この側仕え達は、リーリヤの故郷である港湾自治都市アーベルムから送り込まれている女官たちで、何やらイロイロとありそうです……。
「お料理をすると、ブタさんたちが早く帰ってきますよ」
「やるーーー!!」
まだ4歳のリーリヤは恋敵がどうのと言う発想はない様です。
ですが、早く帰ってきて家で一緒に遊んでくれるのは楽しい様ですね。
実はブタさん達は結婚を機に、きちんとしたキッチンもあるお屋敷を新築しました。
なにしろ、奥方様のご実家からの金貨がモノを言ったようですね。
高額貨幣を領内で使うことに良い顔をしないへ―デルホッヘ爺さんですが。
「アーベルムに受注させましょう」
と、屋敷の受注業者をアーベルムの建築業者に限り、雇ってもらう大工さんはブタ領から雇ってもらうことに決めました。
きっとこれでアーベルムの建築技術がニャッポ村の大工さんに伝わりそうですね。
「領主さまのために頑張っぺか!?」
「んだんだ!」
新しい技術が学べるという触れ込みがあり、ブタ領辺境からも若者たちがドンドン参加していきました。
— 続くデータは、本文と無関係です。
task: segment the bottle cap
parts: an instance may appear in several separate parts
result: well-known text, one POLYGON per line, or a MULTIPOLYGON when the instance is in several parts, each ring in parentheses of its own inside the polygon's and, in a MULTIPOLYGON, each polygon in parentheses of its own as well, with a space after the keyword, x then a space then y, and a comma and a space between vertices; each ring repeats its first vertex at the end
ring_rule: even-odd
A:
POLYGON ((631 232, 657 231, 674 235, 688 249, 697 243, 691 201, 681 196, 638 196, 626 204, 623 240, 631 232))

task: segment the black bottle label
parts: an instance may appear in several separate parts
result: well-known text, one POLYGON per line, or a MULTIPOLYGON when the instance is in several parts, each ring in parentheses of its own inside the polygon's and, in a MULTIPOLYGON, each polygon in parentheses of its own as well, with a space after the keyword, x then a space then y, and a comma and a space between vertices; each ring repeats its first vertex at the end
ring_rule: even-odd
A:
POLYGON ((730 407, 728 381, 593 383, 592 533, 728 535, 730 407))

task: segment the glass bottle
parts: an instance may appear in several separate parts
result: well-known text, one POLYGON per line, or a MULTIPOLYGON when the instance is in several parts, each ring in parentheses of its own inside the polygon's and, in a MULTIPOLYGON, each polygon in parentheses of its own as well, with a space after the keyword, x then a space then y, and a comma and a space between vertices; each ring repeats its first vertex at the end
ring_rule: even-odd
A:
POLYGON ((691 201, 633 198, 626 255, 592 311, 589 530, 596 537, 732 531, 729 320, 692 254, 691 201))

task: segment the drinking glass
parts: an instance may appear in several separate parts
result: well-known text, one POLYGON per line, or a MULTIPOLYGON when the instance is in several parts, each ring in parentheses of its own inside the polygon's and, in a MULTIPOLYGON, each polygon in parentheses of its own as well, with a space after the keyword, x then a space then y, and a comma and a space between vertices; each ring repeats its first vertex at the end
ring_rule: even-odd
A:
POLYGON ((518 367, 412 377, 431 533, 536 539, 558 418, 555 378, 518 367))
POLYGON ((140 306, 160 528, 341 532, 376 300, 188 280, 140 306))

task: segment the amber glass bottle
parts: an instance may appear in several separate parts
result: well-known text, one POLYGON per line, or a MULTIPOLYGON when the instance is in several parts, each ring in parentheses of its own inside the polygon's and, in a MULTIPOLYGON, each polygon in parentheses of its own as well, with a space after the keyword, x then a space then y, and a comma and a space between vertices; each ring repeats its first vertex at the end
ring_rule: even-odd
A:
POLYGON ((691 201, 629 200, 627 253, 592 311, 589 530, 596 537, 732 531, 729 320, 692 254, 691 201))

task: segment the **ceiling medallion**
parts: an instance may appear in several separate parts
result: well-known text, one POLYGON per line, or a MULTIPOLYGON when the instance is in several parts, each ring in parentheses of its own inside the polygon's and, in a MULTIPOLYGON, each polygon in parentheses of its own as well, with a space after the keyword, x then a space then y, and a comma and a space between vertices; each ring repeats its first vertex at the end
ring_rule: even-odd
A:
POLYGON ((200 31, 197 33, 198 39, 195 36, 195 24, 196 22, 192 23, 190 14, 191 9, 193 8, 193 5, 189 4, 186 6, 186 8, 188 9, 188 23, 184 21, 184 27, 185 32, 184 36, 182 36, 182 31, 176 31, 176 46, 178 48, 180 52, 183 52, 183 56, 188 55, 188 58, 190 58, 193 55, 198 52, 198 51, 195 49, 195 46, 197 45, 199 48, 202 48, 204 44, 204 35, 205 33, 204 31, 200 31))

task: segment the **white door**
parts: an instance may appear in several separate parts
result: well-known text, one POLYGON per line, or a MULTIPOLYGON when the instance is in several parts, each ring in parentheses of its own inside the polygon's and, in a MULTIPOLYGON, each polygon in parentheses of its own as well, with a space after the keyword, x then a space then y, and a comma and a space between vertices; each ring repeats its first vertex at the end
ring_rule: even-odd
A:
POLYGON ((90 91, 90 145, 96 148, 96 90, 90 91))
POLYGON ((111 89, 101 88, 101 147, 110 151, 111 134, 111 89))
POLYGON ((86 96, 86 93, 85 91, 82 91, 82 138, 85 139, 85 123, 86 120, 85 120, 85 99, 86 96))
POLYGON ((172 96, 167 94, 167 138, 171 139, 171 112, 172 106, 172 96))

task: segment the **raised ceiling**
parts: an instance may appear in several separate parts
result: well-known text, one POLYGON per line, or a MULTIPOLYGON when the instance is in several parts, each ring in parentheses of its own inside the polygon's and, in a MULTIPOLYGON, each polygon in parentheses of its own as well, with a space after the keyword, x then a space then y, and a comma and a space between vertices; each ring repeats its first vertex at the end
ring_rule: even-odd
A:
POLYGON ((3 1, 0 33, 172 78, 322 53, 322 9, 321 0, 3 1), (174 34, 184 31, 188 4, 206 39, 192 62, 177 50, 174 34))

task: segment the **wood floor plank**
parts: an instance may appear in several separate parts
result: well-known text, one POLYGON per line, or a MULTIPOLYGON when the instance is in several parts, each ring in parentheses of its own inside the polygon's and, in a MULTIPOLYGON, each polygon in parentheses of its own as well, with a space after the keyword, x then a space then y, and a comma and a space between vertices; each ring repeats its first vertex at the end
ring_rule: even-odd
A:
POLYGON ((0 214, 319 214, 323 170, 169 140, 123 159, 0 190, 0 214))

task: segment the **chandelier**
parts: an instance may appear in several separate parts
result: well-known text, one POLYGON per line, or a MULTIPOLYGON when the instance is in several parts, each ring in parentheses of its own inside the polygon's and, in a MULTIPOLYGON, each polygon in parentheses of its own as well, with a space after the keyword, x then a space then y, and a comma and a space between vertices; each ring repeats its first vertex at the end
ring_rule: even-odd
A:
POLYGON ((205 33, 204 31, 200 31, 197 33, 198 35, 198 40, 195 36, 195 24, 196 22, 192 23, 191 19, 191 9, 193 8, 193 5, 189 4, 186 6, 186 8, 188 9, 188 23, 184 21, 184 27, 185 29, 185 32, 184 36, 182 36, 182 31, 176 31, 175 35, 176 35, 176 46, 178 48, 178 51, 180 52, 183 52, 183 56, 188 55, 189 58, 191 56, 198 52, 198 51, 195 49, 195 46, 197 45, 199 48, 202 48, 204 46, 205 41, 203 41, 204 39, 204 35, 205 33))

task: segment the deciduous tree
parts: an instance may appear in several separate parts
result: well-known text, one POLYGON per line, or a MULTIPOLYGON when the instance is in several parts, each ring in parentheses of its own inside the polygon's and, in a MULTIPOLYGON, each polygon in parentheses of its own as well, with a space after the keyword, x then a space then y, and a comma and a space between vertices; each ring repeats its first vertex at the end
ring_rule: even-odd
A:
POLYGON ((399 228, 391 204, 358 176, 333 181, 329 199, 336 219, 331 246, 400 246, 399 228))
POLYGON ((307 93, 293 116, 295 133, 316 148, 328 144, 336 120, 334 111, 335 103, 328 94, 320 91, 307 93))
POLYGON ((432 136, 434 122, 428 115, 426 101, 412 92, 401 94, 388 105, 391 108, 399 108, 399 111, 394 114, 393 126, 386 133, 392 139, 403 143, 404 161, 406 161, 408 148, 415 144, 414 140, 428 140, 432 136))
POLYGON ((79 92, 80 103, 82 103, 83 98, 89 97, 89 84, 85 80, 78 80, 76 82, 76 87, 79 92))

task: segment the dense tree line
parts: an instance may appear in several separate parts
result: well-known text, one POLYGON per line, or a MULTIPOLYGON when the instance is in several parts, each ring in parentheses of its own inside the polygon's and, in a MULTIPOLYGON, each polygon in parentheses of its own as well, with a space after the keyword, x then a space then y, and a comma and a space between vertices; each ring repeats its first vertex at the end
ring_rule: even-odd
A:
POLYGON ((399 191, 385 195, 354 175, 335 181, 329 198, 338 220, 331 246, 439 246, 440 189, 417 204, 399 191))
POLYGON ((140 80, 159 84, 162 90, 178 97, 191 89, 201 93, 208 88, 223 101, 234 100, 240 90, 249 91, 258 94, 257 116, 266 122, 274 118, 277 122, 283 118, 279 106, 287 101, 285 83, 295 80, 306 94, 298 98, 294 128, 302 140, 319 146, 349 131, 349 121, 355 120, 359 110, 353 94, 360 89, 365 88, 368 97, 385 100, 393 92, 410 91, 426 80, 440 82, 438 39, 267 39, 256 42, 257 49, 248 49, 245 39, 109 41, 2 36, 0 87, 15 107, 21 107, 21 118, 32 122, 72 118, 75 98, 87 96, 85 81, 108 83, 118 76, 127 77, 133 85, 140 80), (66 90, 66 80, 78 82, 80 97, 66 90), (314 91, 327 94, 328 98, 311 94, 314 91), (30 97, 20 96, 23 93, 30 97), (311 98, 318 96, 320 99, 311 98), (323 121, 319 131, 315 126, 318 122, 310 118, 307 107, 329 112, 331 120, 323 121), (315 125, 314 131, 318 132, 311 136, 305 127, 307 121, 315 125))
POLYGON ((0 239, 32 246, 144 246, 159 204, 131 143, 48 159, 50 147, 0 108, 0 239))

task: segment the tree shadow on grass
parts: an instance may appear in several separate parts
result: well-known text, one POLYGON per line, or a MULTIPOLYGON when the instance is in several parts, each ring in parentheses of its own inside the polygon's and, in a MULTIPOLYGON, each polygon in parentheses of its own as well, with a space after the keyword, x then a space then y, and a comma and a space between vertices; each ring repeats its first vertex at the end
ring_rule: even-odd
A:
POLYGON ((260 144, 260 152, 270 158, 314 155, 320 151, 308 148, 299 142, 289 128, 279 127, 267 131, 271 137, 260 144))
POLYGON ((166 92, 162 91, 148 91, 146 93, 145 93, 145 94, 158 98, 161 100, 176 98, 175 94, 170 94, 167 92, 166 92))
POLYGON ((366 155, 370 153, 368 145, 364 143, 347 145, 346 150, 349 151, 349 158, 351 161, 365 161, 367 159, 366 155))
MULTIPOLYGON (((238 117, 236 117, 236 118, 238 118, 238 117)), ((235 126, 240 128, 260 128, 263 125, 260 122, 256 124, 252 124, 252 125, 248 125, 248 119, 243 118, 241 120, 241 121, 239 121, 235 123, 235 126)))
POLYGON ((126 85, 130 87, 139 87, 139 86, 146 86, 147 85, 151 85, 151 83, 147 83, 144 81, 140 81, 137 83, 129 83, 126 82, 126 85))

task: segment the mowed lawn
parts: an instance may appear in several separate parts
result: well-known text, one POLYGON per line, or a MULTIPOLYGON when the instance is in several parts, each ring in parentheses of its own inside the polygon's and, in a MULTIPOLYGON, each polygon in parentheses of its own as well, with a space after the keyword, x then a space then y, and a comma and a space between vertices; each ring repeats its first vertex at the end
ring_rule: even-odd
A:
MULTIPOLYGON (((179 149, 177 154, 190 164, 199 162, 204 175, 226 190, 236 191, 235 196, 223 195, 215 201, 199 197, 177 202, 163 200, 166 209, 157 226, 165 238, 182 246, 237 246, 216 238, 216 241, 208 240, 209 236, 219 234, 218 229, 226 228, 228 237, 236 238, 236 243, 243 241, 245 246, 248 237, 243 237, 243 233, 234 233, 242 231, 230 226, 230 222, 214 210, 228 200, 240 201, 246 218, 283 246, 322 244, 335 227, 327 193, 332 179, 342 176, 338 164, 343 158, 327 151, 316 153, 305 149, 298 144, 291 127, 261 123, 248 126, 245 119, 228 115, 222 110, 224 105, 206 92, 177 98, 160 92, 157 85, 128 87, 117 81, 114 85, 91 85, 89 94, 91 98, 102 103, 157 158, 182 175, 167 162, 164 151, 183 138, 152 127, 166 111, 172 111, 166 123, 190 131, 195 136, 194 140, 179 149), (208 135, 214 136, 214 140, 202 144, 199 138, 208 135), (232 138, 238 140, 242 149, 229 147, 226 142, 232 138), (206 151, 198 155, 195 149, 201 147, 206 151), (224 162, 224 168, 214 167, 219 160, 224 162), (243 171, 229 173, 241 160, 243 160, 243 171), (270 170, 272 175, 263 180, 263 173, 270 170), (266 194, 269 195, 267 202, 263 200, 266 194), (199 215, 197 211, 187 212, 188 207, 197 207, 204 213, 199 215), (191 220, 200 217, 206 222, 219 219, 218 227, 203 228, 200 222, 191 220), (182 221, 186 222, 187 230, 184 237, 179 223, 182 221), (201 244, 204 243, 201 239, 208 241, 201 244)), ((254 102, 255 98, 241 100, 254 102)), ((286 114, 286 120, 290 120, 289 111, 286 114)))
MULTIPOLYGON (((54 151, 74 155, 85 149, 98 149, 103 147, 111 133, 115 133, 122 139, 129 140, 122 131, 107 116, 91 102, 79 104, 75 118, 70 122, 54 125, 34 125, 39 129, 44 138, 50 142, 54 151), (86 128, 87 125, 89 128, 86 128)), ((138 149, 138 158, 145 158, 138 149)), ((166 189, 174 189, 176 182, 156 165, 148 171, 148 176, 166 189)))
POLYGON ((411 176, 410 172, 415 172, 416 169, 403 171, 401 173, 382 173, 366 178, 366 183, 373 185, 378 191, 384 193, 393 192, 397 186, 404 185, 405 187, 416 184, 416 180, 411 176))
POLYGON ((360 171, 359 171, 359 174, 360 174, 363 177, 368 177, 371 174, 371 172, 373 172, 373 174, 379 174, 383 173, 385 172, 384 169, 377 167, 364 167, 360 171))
もちろん人間だけではなく、いろいろなモンスター達もやってきます。
「え、え~っと」
皆さんが張り切って造ってしまったので、アーベルム建築業者はお困りの様です。
なにしろ、設計図には煙突が一つの処を三つにしていたりと、大工のみなさんは大サービスをしてしまいました。
お陰で、木造やら何やらの混合三階建ての完成です。
……ちなみに、設計図を覗き込んだところ、総煉瓦造りの二階建てだったようです。
「すご~~い!!」
とりあえず、若い奥方様は喜んでくれました。
……が、
「こ……これはいったい!? おぬしら! それでも一流の建築業者か!?」
へーデルホッヘ爺さんは、その場から退散しようとする建築士さん達を、力づくで村役場まで連行していったようです。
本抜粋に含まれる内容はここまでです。